There are usually 60-70 APCs at Fossil Rim during breeding season. This year, there are 61, including 31 hens. A hen will lay 15-18 eggs in its first clutch.
If she has a second clutch in a season, it will include 9-12 eggs. There is a 78-percent survival rate for eggs at Fossil Rim during the last five years, as well as a survival rate of 75-80 percent for chicks.
This year’s flock includes everything from 2015 chicks to an APC that will turn eight years old in 2016.
“The (Species Survival Plan coordinator) and the studbook keeper look at all the genetics of the flock,” Johnson said. “The most important thing is maintaining the captive flock, so they hold back the birds that will produce the best genetic diversity in the future. All the birds beyond that go into the release program.
“One of the nice things Fossil Rim does because we have the space for extra birds is that we hold them for the program, including geriatrics or those with medical issues. We are a safe haven for other (institutions), so not every bird here (Jan. 26) will be part of the breeding program next year.”
The coming months are a demanding time for the APCs.
“The breeding season is a big physiological draw on these birds,” Haefele said. “The males display every day, and it takes a lot out of them. Then, for the hens to lay eggs is exhausting. We just want to make sure they’re all healthy and set to go.”

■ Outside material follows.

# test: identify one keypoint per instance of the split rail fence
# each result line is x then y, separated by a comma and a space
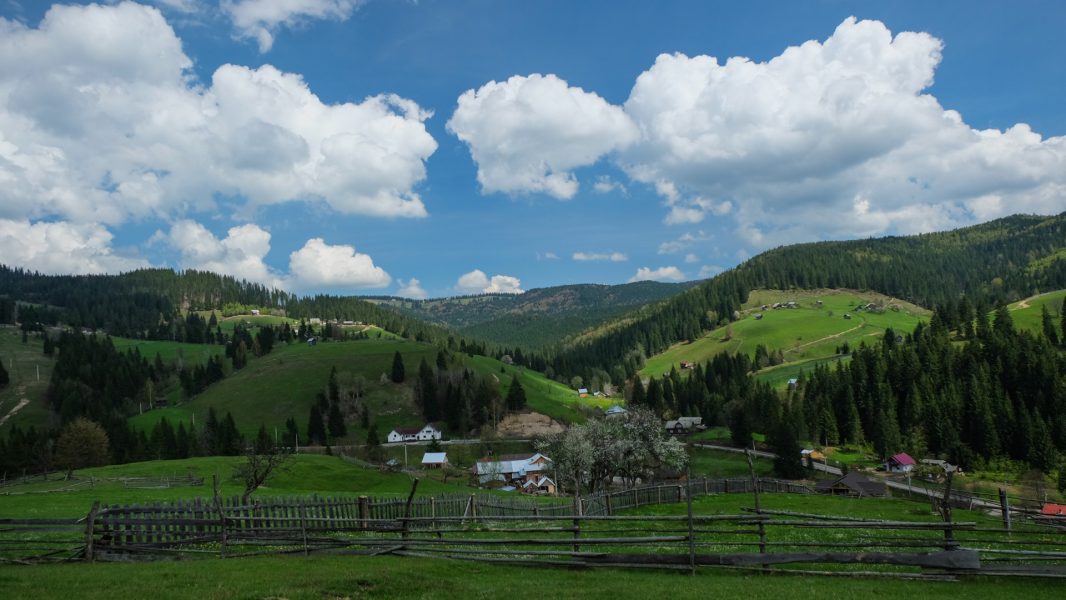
575, 533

It is about to become crucial as to which birds interact with one another.
“During the offseason, they live in groups and go where they want to some degree, but after these test results (are ready) they’ll get separated into their breeding pairs with two birds per pen to assure who the parents are,” Haefele said. “It’s careful management in the name of genetic diversity. All birds are in a computer program and paired with the bird they are least related to. When you have a population that started with 19 founder animals, there is a limited degree of genetic diversity so you want to make that decline as slow as you can.
“We certainly emphasize genetic diversity in this case with such a tiny population. The only reason this bird is in the wild is because (release program members) put them out there every year. Survivability to the next breeding season in the wild is only about 20 percent, which is actually really good for a gallinaceous bird bred in captivity.”
With the animal care specialists catching and holding the birds while the vets evaluate them, Cosmi carefully labels and files each blood sample vial.
“We give Lindsay a blood sample, and she immediately puts it in a vial with anticoagulants,” Haefele said. “It’s a very important job to keep the correct sample for each bird. If you did have a (REV) test come back positive, you want to make sure you know which bird it was. When we do the June evaluation, we end up with four different vials per bird and each bird has three different (ID) numbers, so organization is crucial.”
Right around the time humans celebrate Valentine’s Day, the APCs will be paired as well. The male APCs are already “booming,” or strutting and calling, during their courtship display. They will soon be assigned their genetically correct “blind date” via computer.
“Once we get the test results and hopefully the ‘all clear’ from our vet department, we’ll actually put the pairs together that have been chosen by the studbook keeper,” Johnson said. “That could be as early as mid-February.”